Do we really need more density? Alexandria is already the most densely populated jurisdiction in Virginia and all of the DC metro area. The Port City has more people per square mile than 7 of the 10 largest cities in the country, and our density ranks in the top 7% of the more than 300 U.S. cities with populations over 100,000.
Density advocates, including Mayor Wilson and City Manager Mark Jinks will tell you that density pays for itself. If that were so, why have residential property taxes increased five times faster than our population has over the past decade?
They are also promoting affordable housing, which appears to be a noble cause until you understand why and how they are going about it. It starts with Amazon’s concern that their new “HQ2” headquarters in Arlington will drive up housing prices and contribute to a further reduction of housing affordability.

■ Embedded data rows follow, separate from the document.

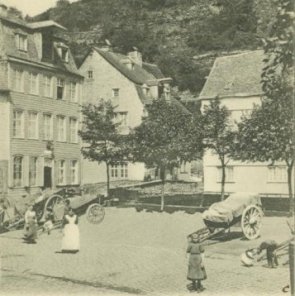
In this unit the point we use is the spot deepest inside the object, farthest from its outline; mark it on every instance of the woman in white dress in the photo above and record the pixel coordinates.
(71, 235)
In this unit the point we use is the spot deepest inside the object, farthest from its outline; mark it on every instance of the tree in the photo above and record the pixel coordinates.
(161, 140)
(218, 135)
(102, 142)
(269, 134)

HQ2 was a principal reason that the Metropolitan Washington Council of Governments (MWCOG) set a goal to add 75,000 new housing units across the metro area within 10 years in order to keep the area affordable for people making 20-50% less than the area’s median income. But here’s the catch: MWCOG requested that Alexandria commit to 3% of that goal, reflecting our proportion of the region’s population. (By publication time, this commitment may have been formalized by a vote of City Council.) City officials will tell you that it’s for teachers, firefighters and cops (among others), but few would qualify based on income. And we don’t even know how many City employees would want to move here - beyond the 19% of them already living within our boundaries.
The bigger problem is we don’t have the land, transportation infrastructure, or potential school capacity to accommodate much more density. Other jurisdictions in the region have a lot more to work with. Fairfax County has only 26% of our density. Prince William and Loudoun have even less at 13% and 7% respectively. Even Arlington is less dense, although only somewhat less so than Alexandria.
We should have told the extra-governmental MWCOG, “We already gave at the office.” As well, we should have said, “You don’t represent the residents of Alexandria, so we will address housing and affordability in ways that make the most sense for our residents and taxpayers.” Meantime, owners of condos, townhouses and single family homes are being asked to pay an average of 6.4% more in property tax/fees in fiscal year 2021 (which begins on July 1st) making the city less affordable for those already living here. But that’s nothing new. As inflation has run at 1.5% in the DC area since 2011, the increase in property taxes/fees has averaged a whopping 4.5%!
Perhaps the City should focus less on making the city affordable to meet MWCOG’s dictate and to serve some number of yet undetermined new residents, and spend more time managing livability and tax affordability for the homeowners and renters who already live here.